With banks tightening credit, small business owners are scrambling to find other sources for loans to build their business or just to keep their heads above water.
The Internet, as usual, is where a lot of you have turned.
Even the
Wall Street Journal did a story last week on how entrepreneurs are turning to online networks to get loans. I don’t blame you all. You have to find other sources, and it makes sense to turn to the Web.
But that doesn’t mean you throw all your common sense out of the window and turn into a cyber-space cadet.
This is how the scam works, according to the BBB’s Alison Preszler:
Companies offer loans no matter what a small business owner’s credit rating is at supposedly great rates, but then the scammer asks for an upfront fee to secure the loan and never actually pays out the loan.

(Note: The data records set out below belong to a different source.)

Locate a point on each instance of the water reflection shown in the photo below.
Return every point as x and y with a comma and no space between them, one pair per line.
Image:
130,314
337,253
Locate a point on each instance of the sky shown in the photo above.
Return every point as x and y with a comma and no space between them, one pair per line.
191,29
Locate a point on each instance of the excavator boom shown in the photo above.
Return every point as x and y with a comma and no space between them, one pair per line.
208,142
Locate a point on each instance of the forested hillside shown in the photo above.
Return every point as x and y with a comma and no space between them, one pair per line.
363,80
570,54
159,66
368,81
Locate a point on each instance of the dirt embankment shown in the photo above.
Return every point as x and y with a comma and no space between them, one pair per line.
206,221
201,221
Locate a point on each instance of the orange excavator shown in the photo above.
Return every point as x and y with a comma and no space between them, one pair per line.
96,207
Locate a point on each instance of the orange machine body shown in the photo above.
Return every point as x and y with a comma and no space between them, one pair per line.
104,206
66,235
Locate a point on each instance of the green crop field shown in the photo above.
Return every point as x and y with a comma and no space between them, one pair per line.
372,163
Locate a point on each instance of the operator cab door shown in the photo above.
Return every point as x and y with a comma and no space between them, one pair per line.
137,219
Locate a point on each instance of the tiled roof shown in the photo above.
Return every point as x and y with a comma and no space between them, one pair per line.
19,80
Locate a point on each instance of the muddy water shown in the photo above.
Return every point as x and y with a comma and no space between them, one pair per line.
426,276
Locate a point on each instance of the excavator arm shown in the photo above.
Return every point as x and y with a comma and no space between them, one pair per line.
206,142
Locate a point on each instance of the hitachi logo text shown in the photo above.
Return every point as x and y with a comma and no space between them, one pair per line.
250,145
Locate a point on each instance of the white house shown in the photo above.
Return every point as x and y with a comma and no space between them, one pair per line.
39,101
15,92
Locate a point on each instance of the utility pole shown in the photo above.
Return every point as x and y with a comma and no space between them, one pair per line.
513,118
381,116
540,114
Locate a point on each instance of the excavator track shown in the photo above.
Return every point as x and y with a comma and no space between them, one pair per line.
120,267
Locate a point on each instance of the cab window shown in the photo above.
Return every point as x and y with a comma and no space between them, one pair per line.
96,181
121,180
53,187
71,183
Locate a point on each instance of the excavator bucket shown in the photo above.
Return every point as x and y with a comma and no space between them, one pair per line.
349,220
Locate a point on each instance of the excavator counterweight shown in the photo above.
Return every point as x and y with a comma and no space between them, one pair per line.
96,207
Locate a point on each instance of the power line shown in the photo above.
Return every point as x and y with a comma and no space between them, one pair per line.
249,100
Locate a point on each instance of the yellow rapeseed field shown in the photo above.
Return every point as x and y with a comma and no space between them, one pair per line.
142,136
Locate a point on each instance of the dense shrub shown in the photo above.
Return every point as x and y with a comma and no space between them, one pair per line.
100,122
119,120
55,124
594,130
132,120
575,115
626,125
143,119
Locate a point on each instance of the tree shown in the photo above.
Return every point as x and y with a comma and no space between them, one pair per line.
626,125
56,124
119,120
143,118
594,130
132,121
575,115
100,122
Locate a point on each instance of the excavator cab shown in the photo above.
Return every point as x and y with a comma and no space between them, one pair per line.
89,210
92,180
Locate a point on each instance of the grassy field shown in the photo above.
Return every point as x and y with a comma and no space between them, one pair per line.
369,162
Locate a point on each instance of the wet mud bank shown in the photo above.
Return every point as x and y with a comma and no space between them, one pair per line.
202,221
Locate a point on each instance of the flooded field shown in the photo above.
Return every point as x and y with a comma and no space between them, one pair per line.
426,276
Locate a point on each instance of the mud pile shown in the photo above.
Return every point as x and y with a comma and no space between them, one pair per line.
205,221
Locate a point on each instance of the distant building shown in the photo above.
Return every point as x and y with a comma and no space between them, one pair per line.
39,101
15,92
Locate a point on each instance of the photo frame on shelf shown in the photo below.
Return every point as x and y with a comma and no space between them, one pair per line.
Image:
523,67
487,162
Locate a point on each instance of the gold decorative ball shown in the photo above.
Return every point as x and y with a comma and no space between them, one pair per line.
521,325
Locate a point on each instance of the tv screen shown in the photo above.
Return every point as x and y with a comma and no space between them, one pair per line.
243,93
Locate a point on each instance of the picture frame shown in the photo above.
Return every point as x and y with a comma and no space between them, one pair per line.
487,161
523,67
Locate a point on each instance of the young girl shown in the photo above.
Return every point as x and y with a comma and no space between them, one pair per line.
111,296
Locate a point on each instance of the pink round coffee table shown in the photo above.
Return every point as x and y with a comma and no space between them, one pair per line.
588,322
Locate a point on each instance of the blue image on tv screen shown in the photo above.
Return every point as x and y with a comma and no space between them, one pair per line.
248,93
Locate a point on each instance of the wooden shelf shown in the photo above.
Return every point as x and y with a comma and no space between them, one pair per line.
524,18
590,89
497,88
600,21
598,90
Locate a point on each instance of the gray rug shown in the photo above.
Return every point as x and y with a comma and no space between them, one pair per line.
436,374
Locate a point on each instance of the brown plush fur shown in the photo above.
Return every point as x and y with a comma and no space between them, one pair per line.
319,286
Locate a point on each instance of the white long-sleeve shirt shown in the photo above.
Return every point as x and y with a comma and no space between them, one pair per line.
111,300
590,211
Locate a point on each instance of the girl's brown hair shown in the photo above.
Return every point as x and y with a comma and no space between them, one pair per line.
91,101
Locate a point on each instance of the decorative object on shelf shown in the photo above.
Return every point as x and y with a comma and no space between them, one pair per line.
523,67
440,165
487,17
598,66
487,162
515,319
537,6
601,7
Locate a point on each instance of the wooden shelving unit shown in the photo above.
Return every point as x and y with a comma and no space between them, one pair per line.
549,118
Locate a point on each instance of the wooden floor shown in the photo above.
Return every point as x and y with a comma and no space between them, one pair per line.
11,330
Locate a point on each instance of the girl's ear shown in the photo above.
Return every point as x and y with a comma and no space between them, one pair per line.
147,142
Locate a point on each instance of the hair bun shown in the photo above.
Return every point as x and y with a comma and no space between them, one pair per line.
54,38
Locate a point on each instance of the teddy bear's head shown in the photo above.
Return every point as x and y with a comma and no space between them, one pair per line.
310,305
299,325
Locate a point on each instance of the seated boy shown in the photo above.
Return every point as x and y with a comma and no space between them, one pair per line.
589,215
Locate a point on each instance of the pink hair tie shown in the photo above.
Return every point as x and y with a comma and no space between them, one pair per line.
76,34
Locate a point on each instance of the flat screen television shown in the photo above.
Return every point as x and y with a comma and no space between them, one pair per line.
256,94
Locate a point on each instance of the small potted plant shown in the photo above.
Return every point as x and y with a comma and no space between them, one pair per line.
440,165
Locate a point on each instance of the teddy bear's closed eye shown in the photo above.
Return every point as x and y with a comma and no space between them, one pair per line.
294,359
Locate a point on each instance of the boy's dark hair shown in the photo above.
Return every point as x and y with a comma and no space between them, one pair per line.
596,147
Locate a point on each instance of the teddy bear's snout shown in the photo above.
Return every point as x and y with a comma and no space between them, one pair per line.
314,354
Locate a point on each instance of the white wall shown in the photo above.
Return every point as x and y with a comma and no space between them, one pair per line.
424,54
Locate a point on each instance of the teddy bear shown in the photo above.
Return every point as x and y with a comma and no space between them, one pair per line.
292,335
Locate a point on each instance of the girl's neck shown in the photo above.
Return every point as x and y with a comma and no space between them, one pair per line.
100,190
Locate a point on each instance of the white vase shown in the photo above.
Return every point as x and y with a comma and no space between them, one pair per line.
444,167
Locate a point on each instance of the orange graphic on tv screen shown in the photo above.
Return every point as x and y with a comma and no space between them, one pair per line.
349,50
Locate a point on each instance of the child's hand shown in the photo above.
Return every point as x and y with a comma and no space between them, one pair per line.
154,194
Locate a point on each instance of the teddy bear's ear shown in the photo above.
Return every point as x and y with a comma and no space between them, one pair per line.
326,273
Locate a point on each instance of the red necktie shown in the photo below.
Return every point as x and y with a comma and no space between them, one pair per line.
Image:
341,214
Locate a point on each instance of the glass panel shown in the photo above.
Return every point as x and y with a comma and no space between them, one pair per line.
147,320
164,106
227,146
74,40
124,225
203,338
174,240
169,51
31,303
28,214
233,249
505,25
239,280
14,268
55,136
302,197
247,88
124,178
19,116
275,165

Ding, ding, ding. Warning bell. You shouldn’t pay out money to borrow money.
“There’s been an increase in this kind of scam since October nationwide,” Preszler says, and she surmises it's because of the credit crunch.
A lot of complaints, she says, are coming out of Connecticut so I called
the Connecticut BBB and found out from them that one firm in particular has had some issues.

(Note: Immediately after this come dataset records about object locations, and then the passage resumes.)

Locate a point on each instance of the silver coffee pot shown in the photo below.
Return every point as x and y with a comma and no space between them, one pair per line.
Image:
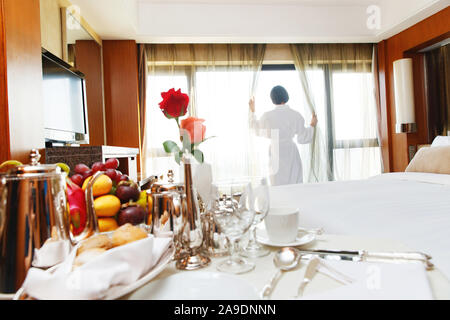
33,209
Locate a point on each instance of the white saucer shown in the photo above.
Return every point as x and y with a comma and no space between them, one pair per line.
197,286
302,239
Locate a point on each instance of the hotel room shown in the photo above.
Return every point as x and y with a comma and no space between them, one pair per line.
278,150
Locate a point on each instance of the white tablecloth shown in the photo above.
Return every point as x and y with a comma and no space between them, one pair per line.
288,284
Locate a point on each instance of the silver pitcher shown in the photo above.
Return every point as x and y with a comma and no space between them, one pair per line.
33,209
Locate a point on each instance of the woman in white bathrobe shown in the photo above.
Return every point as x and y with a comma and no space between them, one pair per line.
282,125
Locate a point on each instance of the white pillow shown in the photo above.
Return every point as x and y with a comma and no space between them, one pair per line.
441,141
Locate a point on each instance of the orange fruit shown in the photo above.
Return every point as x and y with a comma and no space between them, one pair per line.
107,206
107,224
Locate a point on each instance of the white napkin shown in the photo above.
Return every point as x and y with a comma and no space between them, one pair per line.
51,253
377,281
118,266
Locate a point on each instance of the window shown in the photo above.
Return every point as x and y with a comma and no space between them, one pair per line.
221,98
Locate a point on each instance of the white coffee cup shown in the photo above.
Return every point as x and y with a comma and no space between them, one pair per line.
282,224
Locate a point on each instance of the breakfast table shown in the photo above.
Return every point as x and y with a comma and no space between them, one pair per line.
288,283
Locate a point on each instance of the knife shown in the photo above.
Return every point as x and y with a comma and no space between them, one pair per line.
311,270
363,255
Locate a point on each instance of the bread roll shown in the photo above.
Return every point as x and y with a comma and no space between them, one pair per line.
87,255
126,234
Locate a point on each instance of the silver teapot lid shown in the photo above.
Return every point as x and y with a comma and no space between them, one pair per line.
35,167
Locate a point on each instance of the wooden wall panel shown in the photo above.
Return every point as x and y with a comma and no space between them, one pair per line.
120,73
89,61
4,114
398,47
24,77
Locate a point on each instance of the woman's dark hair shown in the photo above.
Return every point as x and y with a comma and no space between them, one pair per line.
279,95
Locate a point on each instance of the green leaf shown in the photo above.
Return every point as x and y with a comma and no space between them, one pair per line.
198,155
178,156
186,142
170,146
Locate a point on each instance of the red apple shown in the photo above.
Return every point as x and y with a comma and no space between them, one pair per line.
81,168
98,166
112,173
77,179
112,163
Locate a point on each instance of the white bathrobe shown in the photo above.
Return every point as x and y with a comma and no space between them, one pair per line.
281,125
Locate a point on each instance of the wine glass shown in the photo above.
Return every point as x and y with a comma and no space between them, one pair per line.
233,213
262,205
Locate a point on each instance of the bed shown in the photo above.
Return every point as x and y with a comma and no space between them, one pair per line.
410,207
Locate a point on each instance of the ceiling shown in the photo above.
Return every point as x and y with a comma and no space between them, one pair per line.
253,21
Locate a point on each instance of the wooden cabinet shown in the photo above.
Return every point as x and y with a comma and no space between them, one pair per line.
88,155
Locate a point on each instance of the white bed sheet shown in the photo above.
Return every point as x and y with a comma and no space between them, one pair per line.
413,208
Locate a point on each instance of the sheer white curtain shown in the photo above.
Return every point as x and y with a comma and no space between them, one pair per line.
338,84
219,79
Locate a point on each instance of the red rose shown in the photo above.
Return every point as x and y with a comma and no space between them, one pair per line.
194,127
174,103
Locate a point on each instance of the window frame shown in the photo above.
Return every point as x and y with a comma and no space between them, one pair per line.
333,144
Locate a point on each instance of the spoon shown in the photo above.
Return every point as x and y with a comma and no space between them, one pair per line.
285,259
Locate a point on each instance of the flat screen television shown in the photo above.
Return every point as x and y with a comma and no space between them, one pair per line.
65,109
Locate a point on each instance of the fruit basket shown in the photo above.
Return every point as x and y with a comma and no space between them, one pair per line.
117,199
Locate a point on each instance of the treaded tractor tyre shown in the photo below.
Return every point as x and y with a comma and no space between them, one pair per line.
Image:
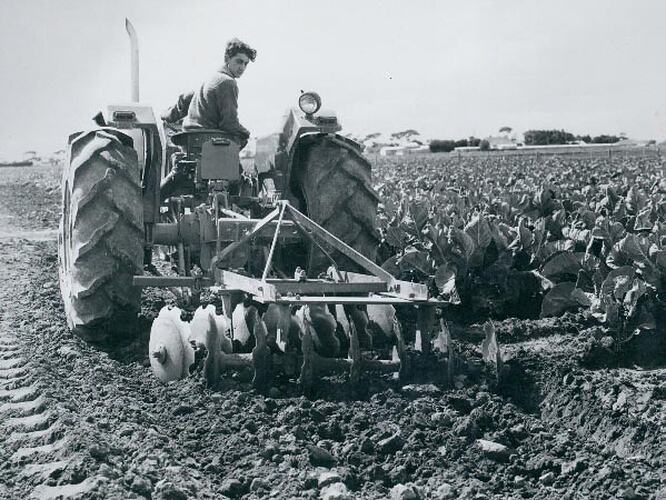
335,183
101,237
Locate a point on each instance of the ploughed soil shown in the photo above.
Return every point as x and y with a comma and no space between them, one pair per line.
565,418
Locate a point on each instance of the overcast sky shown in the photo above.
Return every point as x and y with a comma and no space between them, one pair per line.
448,69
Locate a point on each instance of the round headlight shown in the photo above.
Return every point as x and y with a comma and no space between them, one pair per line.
309,102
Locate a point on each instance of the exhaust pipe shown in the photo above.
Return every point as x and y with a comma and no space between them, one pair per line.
134,47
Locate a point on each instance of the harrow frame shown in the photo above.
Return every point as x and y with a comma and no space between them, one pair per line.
341,287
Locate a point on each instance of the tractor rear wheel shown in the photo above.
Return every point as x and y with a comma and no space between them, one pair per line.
334,182
101,237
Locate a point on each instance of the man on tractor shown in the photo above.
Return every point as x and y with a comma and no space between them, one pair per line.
215,104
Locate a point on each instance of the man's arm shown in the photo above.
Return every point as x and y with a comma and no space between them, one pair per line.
227,102
179,111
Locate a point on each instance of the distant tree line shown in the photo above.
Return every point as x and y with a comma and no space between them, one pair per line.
544,137
446,145
532,138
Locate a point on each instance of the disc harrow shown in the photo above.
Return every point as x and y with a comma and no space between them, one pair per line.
301,327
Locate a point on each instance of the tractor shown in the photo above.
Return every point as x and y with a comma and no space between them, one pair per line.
287,253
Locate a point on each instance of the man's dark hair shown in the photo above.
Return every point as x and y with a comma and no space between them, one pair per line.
235,46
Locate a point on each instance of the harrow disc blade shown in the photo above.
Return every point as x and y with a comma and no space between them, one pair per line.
169,351
207,328
383,317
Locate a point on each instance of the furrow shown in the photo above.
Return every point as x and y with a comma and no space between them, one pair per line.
29,393
7,373
9,352
8,364
42,472
44,436
45,492
15,383
24,408
36,453
31,422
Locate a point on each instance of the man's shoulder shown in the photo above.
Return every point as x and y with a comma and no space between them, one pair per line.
221,79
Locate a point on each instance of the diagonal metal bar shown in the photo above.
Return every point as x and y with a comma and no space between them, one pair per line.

The company goes under the name Mediations LLC and has a Web site called
www.mediationsonline.net. Christen Horan, vice president of marketplace operations for the Connecticut BBB, says typically the complaints they see are consumers who get scammed by fly-by-night advance-fee-loan firms but it's unusual to see this go business-to-business.
She directed me to
Mediation's online BBB report:
“BBB has received complaints from businesses across the country stating that Mediations, LLC (also doing business as Innovations Northeast, LLC) is charging substanital up-front fees for construction loans, but not delivering on the loans.
Complaint information indicates that the up-front fees range from $1,500 to as high as $26,000, and are required to be paid by wire transfer or by cashiers check.”

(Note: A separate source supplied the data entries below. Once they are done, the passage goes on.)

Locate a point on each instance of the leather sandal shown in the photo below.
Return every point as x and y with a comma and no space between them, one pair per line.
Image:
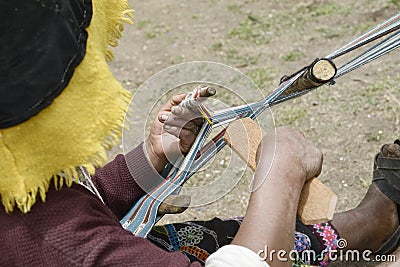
386,176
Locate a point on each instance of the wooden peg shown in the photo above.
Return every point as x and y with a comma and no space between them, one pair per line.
317,202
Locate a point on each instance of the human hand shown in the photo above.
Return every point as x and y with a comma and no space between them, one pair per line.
293,153
174,130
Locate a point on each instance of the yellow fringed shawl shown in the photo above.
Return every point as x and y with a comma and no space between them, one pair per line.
77,128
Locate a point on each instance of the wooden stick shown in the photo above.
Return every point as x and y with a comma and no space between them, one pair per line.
317,202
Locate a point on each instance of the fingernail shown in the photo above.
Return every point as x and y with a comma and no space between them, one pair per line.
164,117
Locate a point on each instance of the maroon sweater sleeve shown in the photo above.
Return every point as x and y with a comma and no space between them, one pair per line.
73,228
117,184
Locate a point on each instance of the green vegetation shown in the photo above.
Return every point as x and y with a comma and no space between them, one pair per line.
261,76
329,9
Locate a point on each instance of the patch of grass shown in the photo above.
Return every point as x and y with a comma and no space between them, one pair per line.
233,56
294,55
252,29
261,76
234,7
374,137
329,9
329,32
289,115
142,24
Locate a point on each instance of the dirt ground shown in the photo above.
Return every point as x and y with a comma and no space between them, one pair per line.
348,121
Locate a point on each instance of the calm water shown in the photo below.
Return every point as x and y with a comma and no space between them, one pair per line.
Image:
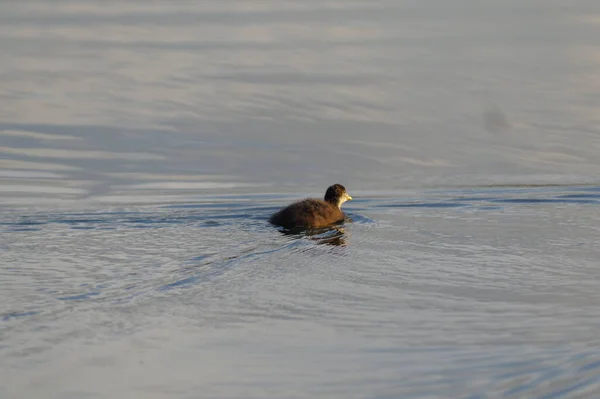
143,147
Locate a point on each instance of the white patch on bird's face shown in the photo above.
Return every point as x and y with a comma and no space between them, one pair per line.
343,199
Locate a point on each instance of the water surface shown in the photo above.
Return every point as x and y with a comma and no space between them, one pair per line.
144,145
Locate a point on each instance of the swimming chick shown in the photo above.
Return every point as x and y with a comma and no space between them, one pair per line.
312,212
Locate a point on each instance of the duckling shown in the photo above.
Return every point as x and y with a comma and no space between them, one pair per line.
312,212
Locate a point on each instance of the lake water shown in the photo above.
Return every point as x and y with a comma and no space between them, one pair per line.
143,146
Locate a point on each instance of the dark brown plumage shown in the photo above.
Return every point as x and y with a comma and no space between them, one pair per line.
313,213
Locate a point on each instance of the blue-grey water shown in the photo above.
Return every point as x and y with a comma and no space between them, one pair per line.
143,146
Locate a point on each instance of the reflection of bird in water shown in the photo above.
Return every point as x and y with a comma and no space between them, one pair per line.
328,235
313,213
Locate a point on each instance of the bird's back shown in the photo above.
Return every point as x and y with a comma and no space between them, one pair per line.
307,213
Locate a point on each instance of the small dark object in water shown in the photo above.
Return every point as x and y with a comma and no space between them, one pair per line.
313,213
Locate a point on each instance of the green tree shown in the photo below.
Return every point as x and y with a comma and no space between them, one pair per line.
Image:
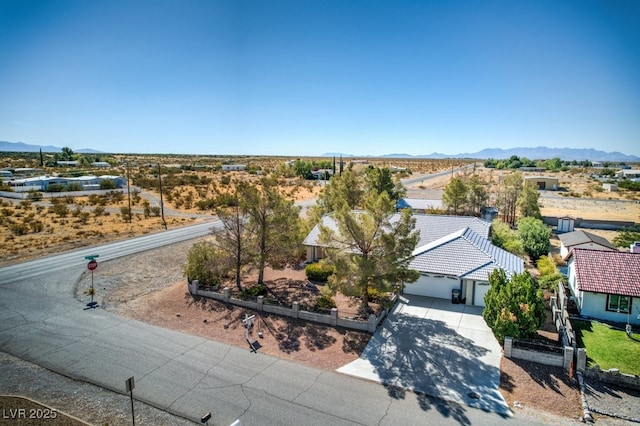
513,307
535,236
346,187
549,273
125,212
207,264
302,169
66,154
380,179
509,190
233,238
528,201
454,197
477,196
627,236
273,224
368,250
553,164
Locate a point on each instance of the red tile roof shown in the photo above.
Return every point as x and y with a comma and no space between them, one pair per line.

Michael Petriccione, president of Mediations based in Hartford, Conn., says the fees are for appraisals and "interest reserves," and are legitimate. "This office is as squeaky clean as you get," he said.
Bottom line, small business owners have to do their homework, get recommendations, and make sure they're working with reputable loan companies.
And don't pay upfront fees, other than nominal processing fees that some conventional lenders may charge, in the $125 to $150 range, says Mike Stamler, a spokesman for the
U.S. Small Business Administration.
Somethings that's described "as a contingency fee, or a fee to reserve a larger amount of money or a substantial amount of earnest money [committment funds ahead of a down payment] bears the odor of scam," he explains.
And, he adds, “a small business should be very suspicious about any supposed lender that asks you to wire money or a cashier's check to secure a bigger loan. Legitimate commercial lenders just don't work that way. It's frankly not that different from what people used to call a pigeon drop scheme, where someone used to pretend to find a large sum of money in, say, a paper bag, and offer to split it with you if you provide some ‘earnest money.’ For that matter, it's pretty similar to the so-called
Nigerian e-mail schemes, where someone offers to share a fortune with you if you provide money first.”
“It sounds silly,” he adds, “but people do fall for this stuff.”